And so compliments came in from all parts, and letters arrived in millions congratulating J. T. Maston on having forgotten his three noughts!
But that extraordinary man, more deeply disgusted than ever, would not listen to the congratulatory world. Barbicane, Nicholl, Tom Hunter with the wooden leg, Colonel Bloomsberry, the brisk Bilsby, and their friends, would never forgive him.
But at least there remained Mrs. Scorbitt!
At first J. T. Maston refused to admit that he had made a mistake; and set to work to check his calculations.
Sulphuric Alcide was, however, accurate. And that was why, when he found the error at the last moment, and had no time to reassure his fellow-men, he so calmly sipped his pleasant hot coffee while the spinal marrow was so unpleasantly cool in his fellow-men’s backs.

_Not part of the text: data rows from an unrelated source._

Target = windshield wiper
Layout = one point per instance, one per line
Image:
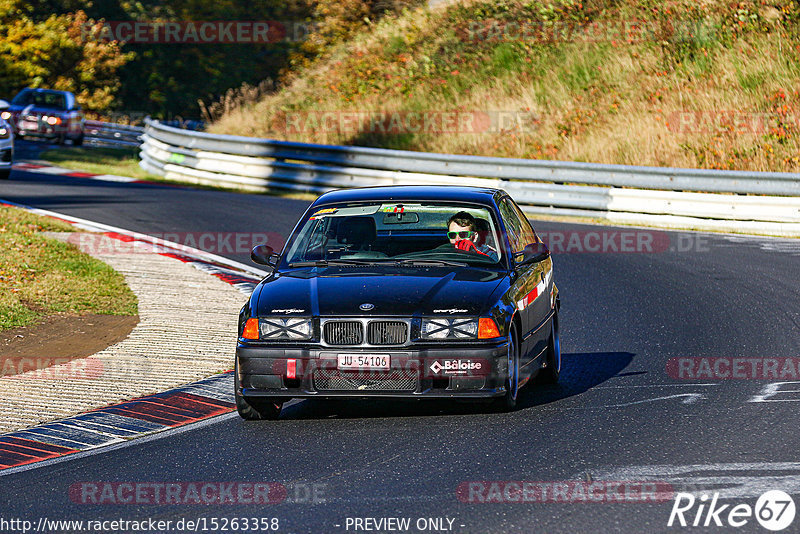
(423, 261)
(325, 263)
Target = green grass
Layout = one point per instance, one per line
(118, 161)
(41, 276)
(613, 97)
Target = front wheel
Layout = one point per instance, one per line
(254, 409)
(551, 373)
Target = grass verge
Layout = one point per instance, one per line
(42, 276)
(683, 83)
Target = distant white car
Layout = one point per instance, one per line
(6, 144)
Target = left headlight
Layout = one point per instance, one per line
(294, 328)
(443, 328)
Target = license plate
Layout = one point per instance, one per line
(363, 361)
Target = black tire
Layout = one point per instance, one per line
(508, 402)
(254, 409)
(551, 373)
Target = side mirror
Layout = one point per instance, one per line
(533, 253)
(264, 255)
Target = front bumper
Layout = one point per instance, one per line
(414, 372)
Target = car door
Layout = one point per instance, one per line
(533, 284)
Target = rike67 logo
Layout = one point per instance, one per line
(774, 510)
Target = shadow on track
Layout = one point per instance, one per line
(580, 372)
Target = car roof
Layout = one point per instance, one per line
(409, 193)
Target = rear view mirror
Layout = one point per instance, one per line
(533, 253)
(264, 255)
(400, 217)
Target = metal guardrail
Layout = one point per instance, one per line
(704, 199)
(111, 134)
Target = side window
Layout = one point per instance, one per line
(520, 233)
(511, 223)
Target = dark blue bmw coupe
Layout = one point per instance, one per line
(404, 291)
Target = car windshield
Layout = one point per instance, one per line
(41, 99)
(418, 233)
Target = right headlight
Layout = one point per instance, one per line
(449, 328)
(283, 328)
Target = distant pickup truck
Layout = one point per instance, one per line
(46, 113)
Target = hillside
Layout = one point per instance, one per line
(670, 83)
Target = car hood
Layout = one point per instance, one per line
(401, 292)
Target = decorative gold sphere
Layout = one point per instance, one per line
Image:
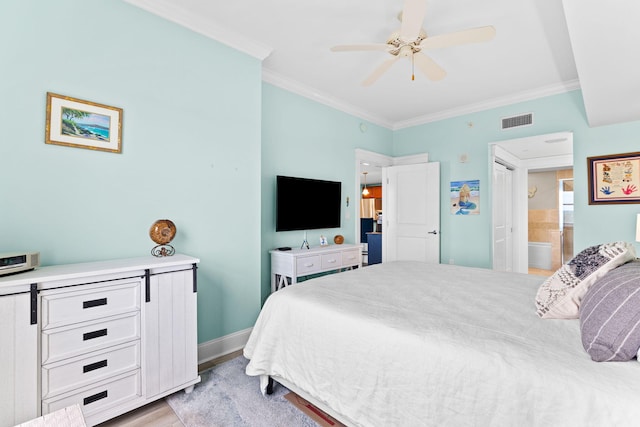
(162, 231)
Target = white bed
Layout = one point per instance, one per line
(407, 344)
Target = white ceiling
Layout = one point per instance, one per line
(531, 55)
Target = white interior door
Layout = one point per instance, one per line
(411, 217)
(502, 218)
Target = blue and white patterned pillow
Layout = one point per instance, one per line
(559, 297)
(610, 315)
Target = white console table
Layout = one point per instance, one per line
(289, 265)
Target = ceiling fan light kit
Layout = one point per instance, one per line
(411, 40)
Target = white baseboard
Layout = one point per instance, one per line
(222, 346)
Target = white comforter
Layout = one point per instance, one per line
(409, 344)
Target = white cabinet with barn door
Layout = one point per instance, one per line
(19, 400)
(170, 329)
(109, 336)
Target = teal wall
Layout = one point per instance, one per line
(306, 139)
(203, 141)
(467, 239)
(191, 147)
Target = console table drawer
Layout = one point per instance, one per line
(351, 258)
(331, 261)
(307, 265)
(98, 397)
(72, 374)
(72, 305)
(64, 342)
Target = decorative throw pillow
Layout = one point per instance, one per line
(610, 315)
(560, 295)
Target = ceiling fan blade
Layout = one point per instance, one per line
(473, 35)
(428, 66)
(382, 68)
(368, 46)
(413, 14)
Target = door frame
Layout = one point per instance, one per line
(373, 158)
(521, 168)
(382, 160)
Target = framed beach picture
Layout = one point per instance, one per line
(465, 197)
(614, 178)
(83, 124)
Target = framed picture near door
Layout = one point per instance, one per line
(614, 178)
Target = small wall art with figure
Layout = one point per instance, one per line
(465, 197)
(614, 178)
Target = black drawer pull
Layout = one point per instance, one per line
(94, 303)
(94, 334)
(95, 397)
(93, 366)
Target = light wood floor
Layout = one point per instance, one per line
(159, 413)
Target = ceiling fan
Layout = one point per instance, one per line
(411, 40)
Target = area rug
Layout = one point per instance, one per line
(227, 397)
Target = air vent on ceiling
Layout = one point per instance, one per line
(517, 121)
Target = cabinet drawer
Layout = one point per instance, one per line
(350, 258)
(98, 397)
(307, 265)
(78, 372)
(69, 341)
(331, 261)
(72, 305)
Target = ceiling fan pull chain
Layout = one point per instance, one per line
(413, 76)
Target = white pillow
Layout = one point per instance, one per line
(559, 297)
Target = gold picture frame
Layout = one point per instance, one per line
(614, 178)
(83, 124)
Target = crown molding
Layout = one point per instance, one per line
(193, 22)
(271, 77)
(492, 103)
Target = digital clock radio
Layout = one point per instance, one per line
(17, 262)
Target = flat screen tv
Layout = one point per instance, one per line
(307, 204)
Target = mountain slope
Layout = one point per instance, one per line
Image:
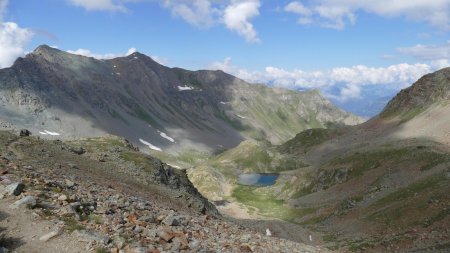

There was no disguising the fact. Three noughts had slipped out of the terrestrial waist!
Then it was that J. T. Maston remembered! It was at the beginning of his labours when he had shut himself up in Ballistic Cottage. He had written the number 40,000,000 on the blackboard.
At that moment came a hurried tinkle from the telephone. He had gone to the instrument. He had exchanged a few words with Mrs. Scorbitt. There was a flash of lightning that upset him and his blackboard. He picked himself and his blackboard up. He began to write in the figures half rubbed out by the fall. He had just written 40,000—when the bell rang a second time. And when he returned to work he had forgotten the three last noughts in the measure of the Earth’s equator!
Now all that was the fault of Mrs. Scorbitt. If she had not bothered him he would never have been knocked down by the return shock of that electrical discharge.
And so the unhappy woman also received a shock when J. T. Maston told her how the mistake had been made. Yes! She was the cause of the disaster! It was her doing that J. T. Maston was now dishonoured for the many years he had to live, for it was the general custom to die as centenarians in the Gun Club.